The prospect of both All-Ireland semi-finals being played on the same weekend (Saturday/Sunday) is also an enticing one.

On that basis the proposal has its merits but on the downside the romantic prospect of counties like Wexford, Fermanagh and Tipperary all making All-Ireland semi-finals would be diminished.

Having to play two extra games would inevitably suit the counties with bigger squads better equipped to deal with the attrition that such a schedule throw up.

The facility for a county to lose three games (one provincial, two group) and still win an All-Ireland title is a further drawback.

If the top county in one of the groups finished with six points and the other three counties all beat each other the second team to make the semi-finals would be decided on score difference.

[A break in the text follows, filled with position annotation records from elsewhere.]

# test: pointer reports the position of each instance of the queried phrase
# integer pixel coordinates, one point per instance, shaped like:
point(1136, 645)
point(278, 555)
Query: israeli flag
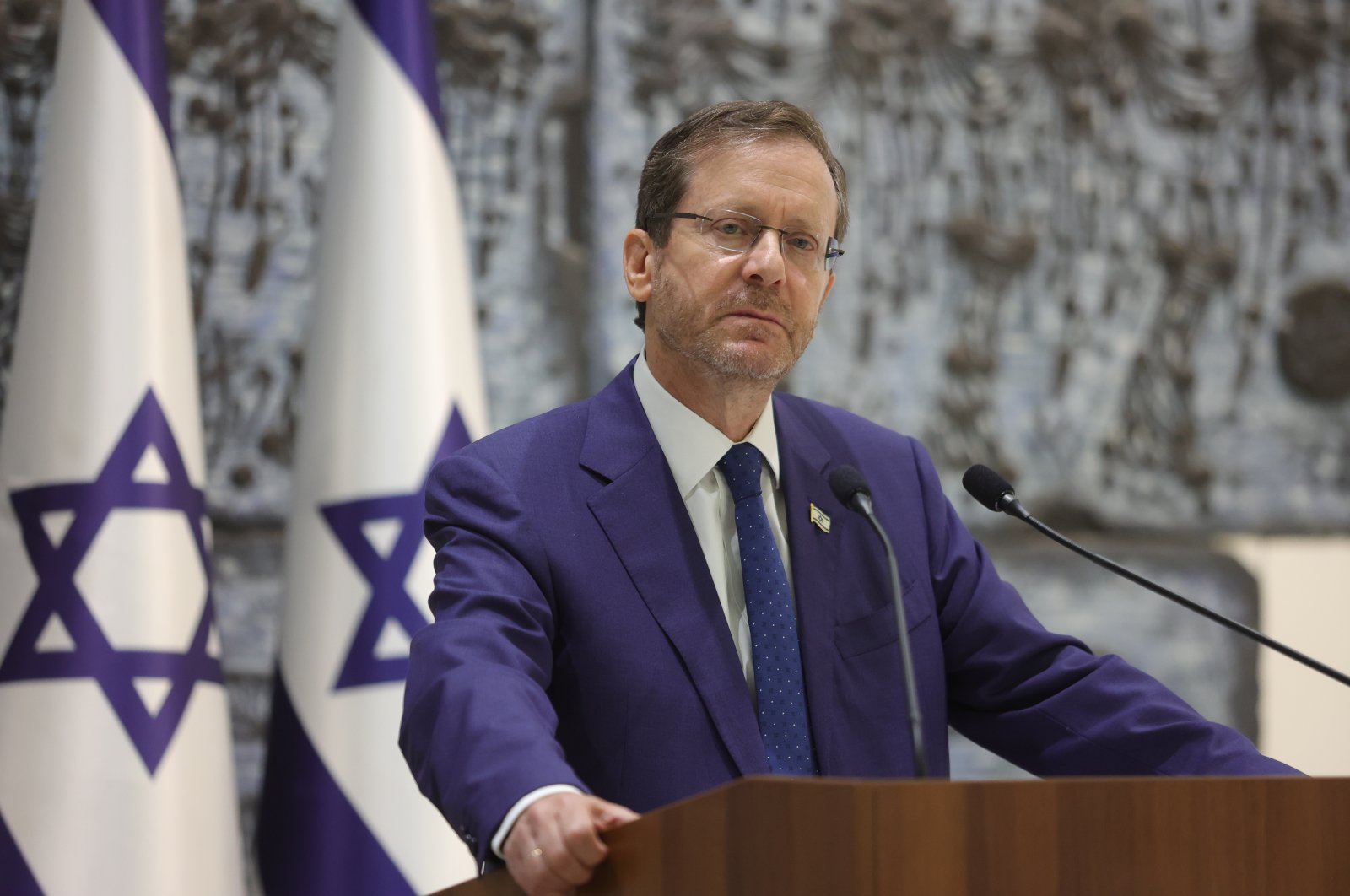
point(392, 385)
point(115, 760)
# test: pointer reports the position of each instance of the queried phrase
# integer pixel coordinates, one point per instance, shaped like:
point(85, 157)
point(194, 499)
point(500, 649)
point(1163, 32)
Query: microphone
point(850, 488)
point(996, 493)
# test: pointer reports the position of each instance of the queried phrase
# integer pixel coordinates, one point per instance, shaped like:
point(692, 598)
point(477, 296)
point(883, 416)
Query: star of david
point(88, 652)
point(386, 572)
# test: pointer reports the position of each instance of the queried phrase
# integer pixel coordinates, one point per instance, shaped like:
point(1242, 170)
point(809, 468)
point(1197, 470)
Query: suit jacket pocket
point(877, 629)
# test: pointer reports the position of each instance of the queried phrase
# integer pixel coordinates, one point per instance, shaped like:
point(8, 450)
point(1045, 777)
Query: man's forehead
point(753, 175)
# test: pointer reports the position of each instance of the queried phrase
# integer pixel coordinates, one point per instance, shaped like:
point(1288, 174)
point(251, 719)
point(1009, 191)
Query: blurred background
point(1099, 246)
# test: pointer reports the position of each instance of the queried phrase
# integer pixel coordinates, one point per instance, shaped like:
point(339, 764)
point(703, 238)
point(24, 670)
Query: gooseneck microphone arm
point(994, 491)
point(852, 490)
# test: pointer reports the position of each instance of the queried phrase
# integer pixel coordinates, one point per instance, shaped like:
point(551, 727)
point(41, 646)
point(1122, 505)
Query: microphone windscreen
point(987, 486)
point(847, 482)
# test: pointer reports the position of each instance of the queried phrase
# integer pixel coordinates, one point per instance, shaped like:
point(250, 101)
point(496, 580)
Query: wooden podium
point(1066, 837)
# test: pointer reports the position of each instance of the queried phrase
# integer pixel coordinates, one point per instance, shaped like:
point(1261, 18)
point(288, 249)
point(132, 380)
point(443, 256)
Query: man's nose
point(764, 262)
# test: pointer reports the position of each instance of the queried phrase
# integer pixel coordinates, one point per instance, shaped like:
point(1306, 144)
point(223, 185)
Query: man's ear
point(639, 265)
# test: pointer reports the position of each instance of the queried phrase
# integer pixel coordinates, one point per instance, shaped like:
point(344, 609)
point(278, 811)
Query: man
point(639, 596)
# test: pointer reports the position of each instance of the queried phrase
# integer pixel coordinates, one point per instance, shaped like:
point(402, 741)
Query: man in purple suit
point(654, 591)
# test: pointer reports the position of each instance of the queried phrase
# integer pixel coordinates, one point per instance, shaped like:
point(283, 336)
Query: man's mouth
point(755, 313)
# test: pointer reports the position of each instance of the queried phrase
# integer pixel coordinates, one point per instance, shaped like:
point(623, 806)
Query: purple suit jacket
point(578, 637)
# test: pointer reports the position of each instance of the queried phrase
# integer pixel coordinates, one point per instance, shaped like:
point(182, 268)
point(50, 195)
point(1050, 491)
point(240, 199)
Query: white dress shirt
point(693, 447)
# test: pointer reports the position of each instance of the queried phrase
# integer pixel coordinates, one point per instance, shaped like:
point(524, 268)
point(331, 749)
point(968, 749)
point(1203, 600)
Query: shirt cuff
point(519, 808)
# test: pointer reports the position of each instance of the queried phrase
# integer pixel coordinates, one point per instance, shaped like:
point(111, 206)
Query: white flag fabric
point(392, 385)
point(115, 760)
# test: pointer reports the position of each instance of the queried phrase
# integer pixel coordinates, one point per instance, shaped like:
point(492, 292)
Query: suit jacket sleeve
point(1044, 700)
point(478, 727)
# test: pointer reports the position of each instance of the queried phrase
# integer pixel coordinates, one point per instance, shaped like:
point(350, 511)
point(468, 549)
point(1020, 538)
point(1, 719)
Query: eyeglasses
point(737, 232)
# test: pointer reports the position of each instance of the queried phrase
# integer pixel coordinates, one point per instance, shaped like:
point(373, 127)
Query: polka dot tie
point(778, 657)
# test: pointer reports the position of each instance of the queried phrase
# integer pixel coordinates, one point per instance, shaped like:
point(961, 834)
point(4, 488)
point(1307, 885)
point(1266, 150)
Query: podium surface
point(1060, 837)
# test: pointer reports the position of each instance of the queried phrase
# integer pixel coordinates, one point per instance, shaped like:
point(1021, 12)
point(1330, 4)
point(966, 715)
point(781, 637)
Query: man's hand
point(555, 845)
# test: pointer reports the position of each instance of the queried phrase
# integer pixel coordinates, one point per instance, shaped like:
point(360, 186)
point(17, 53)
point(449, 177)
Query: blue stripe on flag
point(17, 880)
point(310, 841)
point(404, 27)
point(139, 30)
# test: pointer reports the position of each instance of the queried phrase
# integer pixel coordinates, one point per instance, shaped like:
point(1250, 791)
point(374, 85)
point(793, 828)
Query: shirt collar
point(692, 445)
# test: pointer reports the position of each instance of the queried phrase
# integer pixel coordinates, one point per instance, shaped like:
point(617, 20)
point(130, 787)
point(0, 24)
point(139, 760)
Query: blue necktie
point(778, 657)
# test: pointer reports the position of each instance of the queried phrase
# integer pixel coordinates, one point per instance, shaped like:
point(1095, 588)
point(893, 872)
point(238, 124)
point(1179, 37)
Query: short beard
point(675, 320)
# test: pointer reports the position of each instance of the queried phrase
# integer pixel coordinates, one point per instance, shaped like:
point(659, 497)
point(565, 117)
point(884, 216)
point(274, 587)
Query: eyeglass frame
point(832, 246)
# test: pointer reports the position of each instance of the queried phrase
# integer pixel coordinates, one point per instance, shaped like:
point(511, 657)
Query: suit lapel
point(805, 463)
point(645, 518)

And an Ulster county winning a preliminary round but then losing a provincial quarter-final would then have to play 11 games to win an All-Ireland title - quite a toll.

Some advantages of the new proposals

A change, short and simple. One that can breath new energy into a tiring format with the strongest teams meeting on a much more regular basis.

The strongest teams, like Kerry and Dublin, will have a more taxing journey to an All-Ireland semi-final than they've had in recent years.

Goes a long way to guaranteeing that the best four teams will make semi-finals, the principle of most sporting competitions.

Eight more championship games at high level that will generate more revenue through gates and media rights.

A more compressed fixtures schedule can set aside more time for the 24 counties who don't make the 'last eight' group stages with their interest ending potentially three weeks earlier.

All-Ireland semi-finals on the same weekend would create some interest and increase attendances.

Disadvantages

A county could lose three championship matches, One in the province, two in the group stages) yet can still potentially win the All-Ireland title.

THE prospect of counties like Fermanagh, Wexford and Tipperary, who have all reached All-Ireland semi-finals in the last 13 years, would be greatly diminished.

Little or no prospect of club activity in July and August for provincial final losers who make it through the group stages to an All-Ireland semi-final.

Round-robin format has had a chequered history on the fixtures calendar in the past. Prospect of a meaningless game at such a crucial stage of the season would not sit well.

It could take 11 games to win an All-Ireland title for an Ulster team that wins a preliminary round in the province but then loses a quarter-final and has to play its way through four qualifier rounds to get to the group stages.

While change is admirable, why start at the top? Changes at the bottom are essential to football's development as the rich are getting richer while the poor get poorer. Big, powerful squads will continue to thrive in this system whereas smaller pools of players in weaker counties hang by a thread.